Model of assembly of cytochrome b and the feedback loop modulating COB expression. Biogenesis of cytochrome b can be divided into several steps. First, cytochrome b is synthesized on membrane-associated ribosomes that have the Cbp3–Cbp6 complex bound to the tunnel exit. For this step, the other translational activators Cbs1 and Cbs2 are also required. Next, the fully synthesized cytochrome b interacts with Cbp3–Cbp6 and is released from the ribosome. Cbp4 is then recruited to this complex, giving rise to assembly intermediate I. Qcr7 and Qcr8 are added to cytochrome b to form intermediate II, which provokes release of Cbp3–Cbp6 from cytochrome b.

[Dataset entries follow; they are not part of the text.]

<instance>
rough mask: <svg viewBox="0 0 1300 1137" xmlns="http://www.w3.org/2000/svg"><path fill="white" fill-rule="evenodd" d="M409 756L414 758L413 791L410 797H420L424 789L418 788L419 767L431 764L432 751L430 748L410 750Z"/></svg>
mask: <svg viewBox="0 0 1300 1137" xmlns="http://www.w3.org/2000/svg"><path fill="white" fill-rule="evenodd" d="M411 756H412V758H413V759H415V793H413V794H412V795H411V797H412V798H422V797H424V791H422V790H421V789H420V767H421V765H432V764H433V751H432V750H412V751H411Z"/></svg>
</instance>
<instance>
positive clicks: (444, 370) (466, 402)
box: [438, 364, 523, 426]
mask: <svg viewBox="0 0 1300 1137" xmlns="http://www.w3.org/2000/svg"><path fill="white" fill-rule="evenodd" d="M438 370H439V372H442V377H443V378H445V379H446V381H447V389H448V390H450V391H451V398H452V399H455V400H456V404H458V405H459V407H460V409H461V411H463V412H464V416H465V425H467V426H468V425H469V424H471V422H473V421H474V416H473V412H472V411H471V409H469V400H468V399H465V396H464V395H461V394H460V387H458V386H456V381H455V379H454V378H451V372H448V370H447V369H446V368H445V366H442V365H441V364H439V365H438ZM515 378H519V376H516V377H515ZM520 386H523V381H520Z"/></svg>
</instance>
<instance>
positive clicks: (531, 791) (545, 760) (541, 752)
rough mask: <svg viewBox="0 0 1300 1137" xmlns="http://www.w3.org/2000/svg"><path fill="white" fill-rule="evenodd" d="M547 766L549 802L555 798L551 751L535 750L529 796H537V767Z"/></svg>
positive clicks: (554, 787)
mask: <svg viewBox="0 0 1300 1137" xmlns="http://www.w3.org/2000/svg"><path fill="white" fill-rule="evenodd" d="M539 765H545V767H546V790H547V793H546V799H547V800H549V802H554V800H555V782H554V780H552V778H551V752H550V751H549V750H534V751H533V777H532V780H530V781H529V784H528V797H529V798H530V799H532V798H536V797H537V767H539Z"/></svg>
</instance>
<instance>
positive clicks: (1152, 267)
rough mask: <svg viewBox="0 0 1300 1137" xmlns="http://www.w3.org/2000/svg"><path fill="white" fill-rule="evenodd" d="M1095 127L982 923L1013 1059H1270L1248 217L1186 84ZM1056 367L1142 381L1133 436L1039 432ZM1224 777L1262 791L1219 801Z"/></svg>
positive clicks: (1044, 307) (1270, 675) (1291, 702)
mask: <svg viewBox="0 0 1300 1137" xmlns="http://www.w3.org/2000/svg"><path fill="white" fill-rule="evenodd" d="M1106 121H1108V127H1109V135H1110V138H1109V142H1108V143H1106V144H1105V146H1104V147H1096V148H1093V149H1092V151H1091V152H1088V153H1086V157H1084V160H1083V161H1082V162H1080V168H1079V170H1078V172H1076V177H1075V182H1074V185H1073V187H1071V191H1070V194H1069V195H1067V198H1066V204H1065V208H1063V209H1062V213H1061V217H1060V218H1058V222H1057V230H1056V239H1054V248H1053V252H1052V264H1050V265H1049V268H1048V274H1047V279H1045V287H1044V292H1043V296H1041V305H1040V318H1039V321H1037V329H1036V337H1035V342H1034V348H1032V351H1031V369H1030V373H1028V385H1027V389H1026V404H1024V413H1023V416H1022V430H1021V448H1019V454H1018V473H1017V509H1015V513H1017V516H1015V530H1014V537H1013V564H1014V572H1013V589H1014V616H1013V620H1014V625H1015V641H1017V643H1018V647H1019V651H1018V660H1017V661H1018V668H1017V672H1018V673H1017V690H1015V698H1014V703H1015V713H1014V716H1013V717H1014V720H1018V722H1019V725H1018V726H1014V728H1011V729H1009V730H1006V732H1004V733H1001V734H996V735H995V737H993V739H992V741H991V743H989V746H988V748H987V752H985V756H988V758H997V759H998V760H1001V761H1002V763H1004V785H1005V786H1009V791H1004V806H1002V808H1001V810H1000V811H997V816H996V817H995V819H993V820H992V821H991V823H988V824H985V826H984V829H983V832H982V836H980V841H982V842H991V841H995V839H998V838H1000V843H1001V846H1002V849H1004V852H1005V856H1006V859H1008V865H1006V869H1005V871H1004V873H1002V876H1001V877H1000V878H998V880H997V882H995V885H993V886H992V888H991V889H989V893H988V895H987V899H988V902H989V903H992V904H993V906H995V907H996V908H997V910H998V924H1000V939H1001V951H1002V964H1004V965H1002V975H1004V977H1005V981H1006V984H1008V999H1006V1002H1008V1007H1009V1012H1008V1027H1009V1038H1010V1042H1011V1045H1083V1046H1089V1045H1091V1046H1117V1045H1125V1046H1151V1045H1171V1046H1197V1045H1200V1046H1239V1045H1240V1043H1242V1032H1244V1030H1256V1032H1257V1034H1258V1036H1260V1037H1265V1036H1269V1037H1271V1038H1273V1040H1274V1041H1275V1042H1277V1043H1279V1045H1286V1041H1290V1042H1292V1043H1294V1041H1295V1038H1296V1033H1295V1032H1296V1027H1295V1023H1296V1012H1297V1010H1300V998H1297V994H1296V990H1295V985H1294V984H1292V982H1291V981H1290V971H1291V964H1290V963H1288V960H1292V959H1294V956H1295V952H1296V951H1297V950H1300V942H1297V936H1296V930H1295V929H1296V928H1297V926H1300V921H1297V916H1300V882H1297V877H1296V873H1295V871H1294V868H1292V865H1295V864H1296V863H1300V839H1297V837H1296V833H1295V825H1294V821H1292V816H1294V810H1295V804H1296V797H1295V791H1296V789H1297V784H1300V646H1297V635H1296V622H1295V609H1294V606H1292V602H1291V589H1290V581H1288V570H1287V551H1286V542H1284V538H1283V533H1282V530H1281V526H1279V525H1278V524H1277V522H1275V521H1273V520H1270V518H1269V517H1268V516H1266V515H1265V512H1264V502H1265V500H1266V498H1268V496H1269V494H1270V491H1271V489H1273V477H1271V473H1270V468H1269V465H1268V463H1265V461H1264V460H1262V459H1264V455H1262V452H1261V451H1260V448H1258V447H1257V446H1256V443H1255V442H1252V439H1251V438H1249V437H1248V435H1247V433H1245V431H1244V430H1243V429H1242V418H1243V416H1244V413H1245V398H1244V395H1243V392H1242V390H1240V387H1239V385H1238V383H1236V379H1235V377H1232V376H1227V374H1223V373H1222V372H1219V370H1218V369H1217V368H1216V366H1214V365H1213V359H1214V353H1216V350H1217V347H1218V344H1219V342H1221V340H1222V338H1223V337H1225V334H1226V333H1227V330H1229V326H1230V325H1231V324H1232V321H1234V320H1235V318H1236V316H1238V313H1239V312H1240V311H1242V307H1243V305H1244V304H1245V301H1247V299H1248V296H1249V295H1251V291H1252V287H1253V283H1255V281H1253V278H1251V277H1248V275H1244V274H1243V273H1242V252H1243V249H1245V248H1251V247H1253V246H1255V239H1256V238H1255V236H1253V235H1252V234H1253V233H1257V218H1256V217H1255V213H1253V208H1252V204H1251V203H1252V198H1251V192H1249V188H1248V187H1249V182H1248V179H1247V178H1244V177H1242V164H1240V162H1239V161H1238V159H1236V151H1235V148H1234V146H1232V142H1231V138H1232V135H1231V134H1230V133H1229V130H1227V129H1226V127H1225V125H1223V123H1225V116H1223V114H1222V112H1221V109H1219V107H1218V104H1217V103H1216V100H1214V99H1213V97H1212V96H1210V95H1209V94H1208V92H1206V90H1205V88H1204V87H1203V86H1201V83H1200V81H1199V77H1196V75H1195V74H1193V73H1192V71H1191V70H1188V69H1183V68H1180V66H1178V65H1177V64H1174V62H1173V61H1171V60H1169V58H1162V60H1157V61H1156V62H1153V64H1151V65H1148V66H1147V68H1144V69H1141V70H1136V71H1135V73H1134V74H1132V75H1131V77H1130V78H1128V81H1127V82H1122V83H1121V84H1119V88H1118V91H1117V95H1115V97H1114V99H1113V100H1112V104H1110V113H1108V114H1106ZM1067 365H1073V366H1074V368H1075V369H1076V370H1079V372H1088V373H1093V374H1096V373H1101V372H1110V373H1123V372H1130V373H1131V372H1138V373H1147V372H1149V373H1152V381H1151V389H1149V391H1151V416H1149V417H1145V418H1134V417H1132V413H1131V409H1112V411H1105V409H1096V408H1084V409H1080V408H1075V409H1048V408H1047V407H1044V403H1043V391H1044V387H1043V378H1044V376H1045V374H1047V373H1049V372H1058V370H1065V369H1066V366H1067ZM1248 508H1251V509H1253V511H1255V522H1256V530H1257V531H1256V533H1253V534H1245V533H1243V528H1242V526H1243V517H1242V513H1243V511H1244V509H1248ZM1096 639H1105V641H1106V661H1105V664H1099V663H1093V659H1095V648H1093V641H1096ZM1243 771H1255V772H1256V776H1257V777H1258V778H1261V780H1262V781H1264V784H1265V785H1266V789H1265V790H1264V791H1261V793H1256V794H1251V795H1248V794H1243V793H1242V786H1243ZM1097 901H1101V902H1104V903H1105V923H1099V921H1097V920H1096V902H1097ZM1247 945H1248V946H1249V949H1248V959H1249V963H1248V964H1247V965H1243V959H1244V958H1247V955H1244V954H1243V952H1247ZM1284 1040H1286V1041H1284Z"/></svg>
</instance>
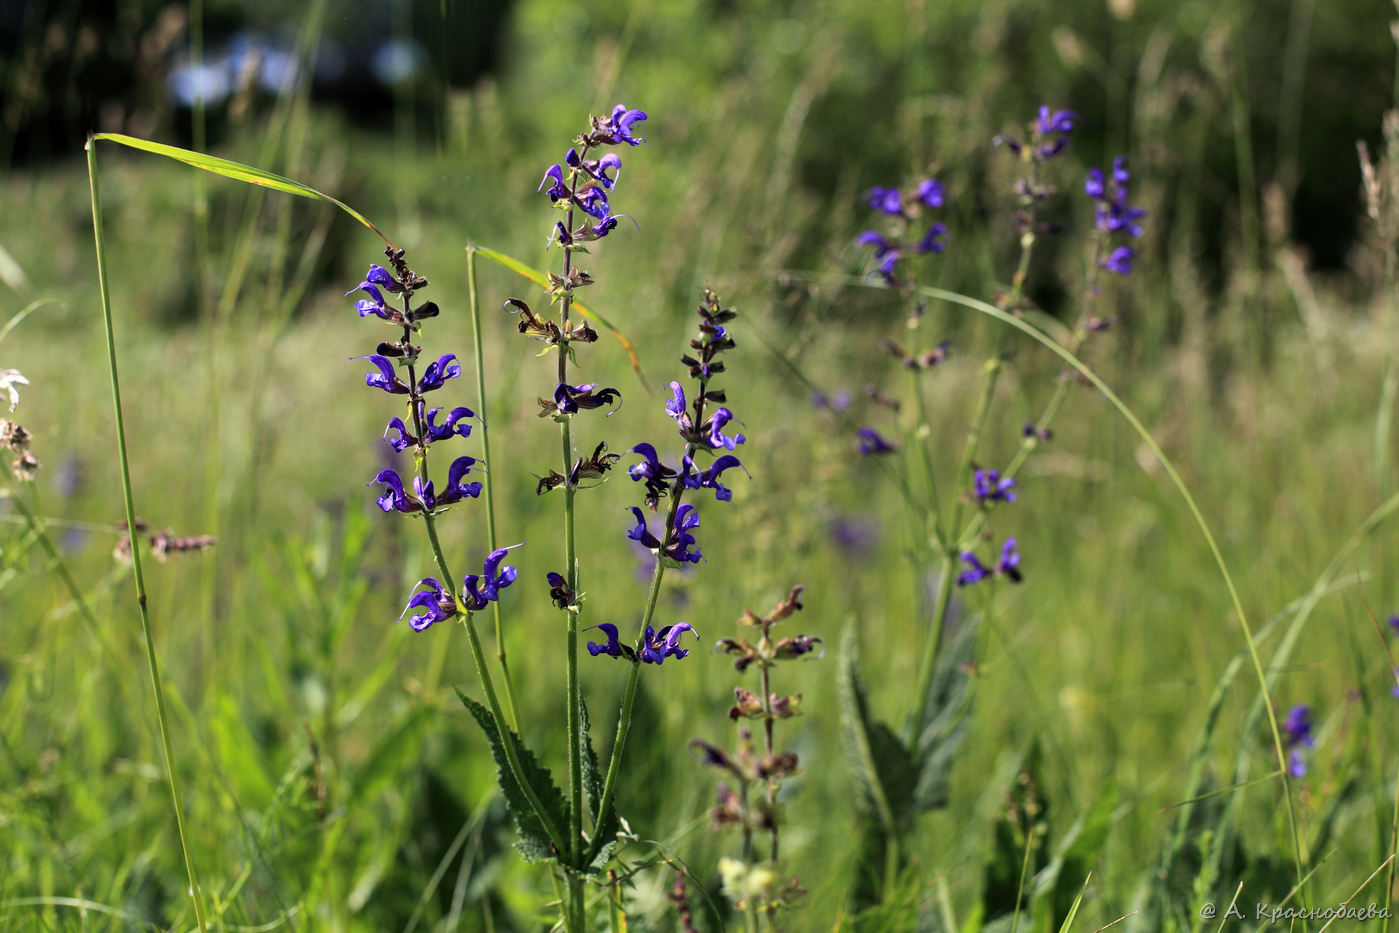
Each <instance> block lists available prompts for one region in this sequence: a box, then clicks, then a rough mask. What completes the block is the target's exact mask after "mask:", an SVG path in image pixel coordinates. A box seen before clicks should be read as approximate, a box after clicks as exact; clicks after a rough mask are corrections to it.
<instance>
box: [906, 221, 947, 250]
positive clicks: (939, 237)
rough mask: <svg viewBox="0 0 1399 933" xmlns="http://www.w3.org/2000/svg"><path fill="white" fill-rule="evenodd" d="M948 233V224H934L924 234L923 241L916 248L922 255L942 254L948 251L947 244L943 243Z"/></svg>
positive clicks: (920, 241)
mask: <svg viewBox="0 0 1399 933" xmlns="http://www.w3.org/2000/svg"><path fill="white" fill-rule="evenodd" d="M946 232H947V224H933V225H932V227H929V228H928V232H926V234H923V239H921V241H918V245H916V246H914V249H916V250H918V252H921V253H940V252H943V250H944V249H947V243H944V242H942V238H943V235H944V234H946Z"/></svg>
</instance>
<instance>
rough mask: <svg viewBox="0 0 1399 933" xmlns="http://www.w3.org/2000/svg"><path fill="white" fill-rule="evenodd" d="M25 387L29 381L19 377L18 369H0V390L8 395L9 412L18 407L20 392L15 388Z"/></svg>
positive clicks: (25, 379)
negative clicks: (24, 386) (15, 386)
mask: <svg viewBox="0 0 1399 933" xmlns="http://www.w3.org/2000/svg"><path fill="white" fill-rule="evenodd" d="M17 385H20V386H27V385H29V380H28V379H25V378H24V376H21V375H20V371H18V369H0V390H3V392H7V393H10V411H14V410H15V408H18V407H20V390H18V389H15V386H17Z"/></svg>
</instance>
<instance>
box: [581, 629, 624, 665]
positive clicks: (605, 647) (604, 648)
mask: <svg viewBox="0 0 1399 933" xmlns="http://www.w3.org/2000/svg"><path fill="white" fill-rule="evenodd" d="M592 628H600V629H602V631H603V635H606V636H607V641H606V642H603V643H597V642H588V653H589V655H592V656H593V657H597V656H599V655H611V656H613V657H621V656H623V650H624V649H623V646H621V642H620V641H617V627H616V625H613V624H611V622H602V624H600V625H592Z"/></svg>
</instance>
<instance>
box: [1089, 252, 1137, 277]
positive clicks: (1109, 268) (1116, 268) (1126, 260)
mask: <svg viewBox="0 0 1399 933" xmlns="http://www.w3.org/2000/svg"><path fill="white" fill-rule="evenodd" d="M1132 259H1133V252H1132V248H1130V246H1118V248H1116V249H1114V250H1112V252H1111V253H1108V257H1107V259H1104V260H1101V262H1100V263H1098V264H1100V266H1102V267H1104V269H1107V270H1108V271H1109V273H1116V274H1119V276H1130V274H1132Z"/></svg>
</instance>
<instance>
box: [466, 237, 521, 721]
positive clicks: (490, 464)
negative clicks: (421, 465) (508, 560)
mask: <svg viewBox="0 0 1399 933" xmlns="http://www.w3.org/2000/svg"><path fill="white" fill-rule="evenodd" d="M466 291H467V299H469V304H470V306H471V337H473V340H474V341H476V400H477V407H478V408H480V410H478V411H477V413H476V422H477V425H478V429H480V432H481V459H483V460H485V466H487V469H490V467H491V425H490V421H488V420H487V415H485V364H484V361H483V357H481V352H483V351H481V301H480V295H478V292H477V290H476V248H474V246H467V248H466ZM498 540H499V539H497V537H495V483H492V481H490V480H487V483H485V543H487V544H488V546H490V548H491V550H492V551H494V550H495V548H497V547H498V544H497V541H498ZM491 620H492V621H494V622H495V660H498V662H499V664H501V681H502V683H504V684H505V708H506V711H508V712H509V715H511V719H509V722H511V729H513V730H515V732H519V730H520V725H519V712H518V708H516V705H515V687H513V684H512V683H511V666H509V664H508V663H506V660H505V634H504V631H502V629H501V603H499V600H494V601H491Z"/></svg>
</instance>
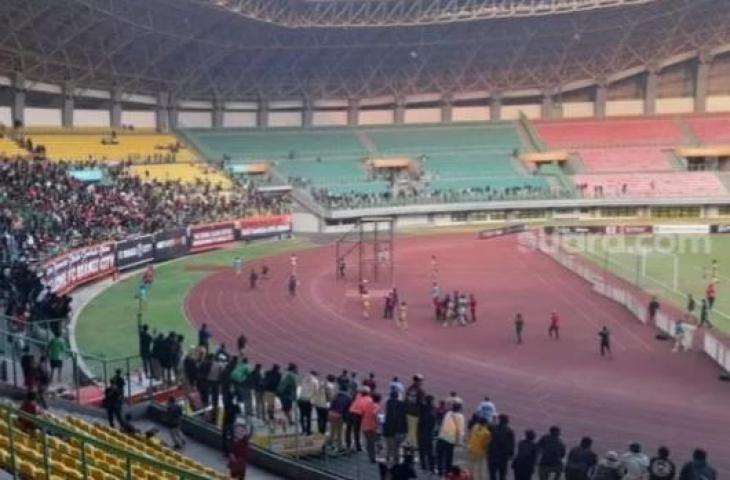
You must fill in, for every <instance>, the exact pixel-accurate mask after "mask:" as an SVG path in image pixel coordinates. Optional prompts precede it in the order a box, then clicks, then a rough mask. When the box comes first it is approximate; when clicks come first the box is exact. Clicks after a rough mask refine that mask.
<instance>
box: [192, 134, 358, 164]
mask: <svg viewBox="0 0 730 480" xmlns="http://www.w3.org/2000/svg"><path fill="white" fill-rule="evenodd" d="M186 134H187V136H188V138H189V139H191V140H192V141H194V142H195V143H196V145H197V146H198V148H199V149H200V150H201V152H203V154H205V155H206V156H207V157H208V158H209V159H211V160H220V159H221V158H223V157H224V156H226V157H228V158H231V159H232V160H233V161H237V162H239V161H240V162H260V161H273V160H284V159H291V160H308V159H311V160H315V159H316V158H321V159H324V158H339V159H349V160H355V159H362V158H363V157H365V156H366V155H367V151H366V150H365V148H364V147H363V146H362V144H360V142H359V140H358V139H357V136H356V135H355V132H354V131H353V130H350V129H345V128H318V129H317V128H315V129H308V130H293V129H283V130H255V131H252V130H242V129H230V130H224V131H220V130H188V131H187V132H186Z"/></svg>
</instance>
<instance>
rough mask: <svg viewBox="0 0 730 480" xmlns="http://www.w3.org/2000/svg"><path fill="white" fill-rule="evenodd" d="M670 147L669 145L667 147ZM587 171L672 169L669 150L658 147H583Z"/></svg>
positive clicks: (583, 159) (579, 153) (583, 155)
mask: <svg viewBox="0 0 730 480" xmlns="http://www.w3.org/2000/svg"><path fill="white" fill-rule="evenodd" d="M667 149H669V147H667ZM577 152H578V154H579V155H580V158H581V160H582V161H583V165H584V166H585V168H586V171H587V172H590V173H606V172H659V171H666V170H671V169H672V166H671V164H670V163H669V157H668V155H671V154H670V153H669V152H664V151H662V150H661V149H659V148H657V147H624V148H621V147H615V148H581V149H580V150H578V151H577Z"/></svg>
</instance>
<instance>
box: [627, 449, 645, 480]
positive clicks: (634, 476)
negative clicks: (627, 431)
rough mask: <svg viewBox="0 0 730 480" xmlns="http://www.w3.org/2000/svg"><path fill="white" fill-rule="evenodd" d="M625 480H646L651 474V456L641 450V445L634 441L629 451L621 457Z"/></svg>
mask: <svg viewBox="0 0 730 480" xmlns="http://www.w3.org/2000/svg"><path fill="white" fill-rule="evenodd" d="M621 468H622V469H623V471H624V475H623V479H624V480H644V479H645V478H647V477H648V476H649V457H647V456H646V455H645V454H644V453H643V452H642V451H641V445H640V444H638V443H636V442H634V443H632V444H631V445H629V451H628V452H626V453H624V454H623V456H622V457H621Z"/></svg>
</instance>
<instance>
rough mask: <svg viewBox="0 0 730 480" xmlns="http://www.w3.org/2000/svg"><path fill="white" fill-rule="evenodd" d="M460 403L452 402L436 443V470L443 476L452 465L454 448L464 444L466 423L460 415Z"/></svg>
mask: <svg viewBox="0 0 730 480" xmlns="http://www.w3.org/2000/svg"><path fill="white" fill-rule="evenodd" d="M461 410H462V404H461V402H454V404H453V405H452V406H451V411H450V412H447V413H446V415H444V419H443V421H442V422H441V428H440V429H439V435H438V440H437V441H436V465H437V467H436V469H437V473H438V474H439V475H444V474H445V473H446V472H448V471H449V469H451V467H452V465H453V464H454V448H455V447H456V446H457V445H461V444H463V442H464V435H465V429H466V423H465V421H464V415H463V414H462V413H461Z"/></svg>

Next, the intermediate assembling subunits Cor1, Cor2, cytochrome c₁, and Qcr6 are added to form intermediate III and IV. The addition of Qcr9, Qcr10, and Rip1 completes assembly of the bc₁ complex. When formation of intermediate IV is compromised, intermediates I, II, and III pile up. Through this process, Cbp3–Cbp6 is sequestered in intermediate I and is no longer available to activate further rounds of COB expression.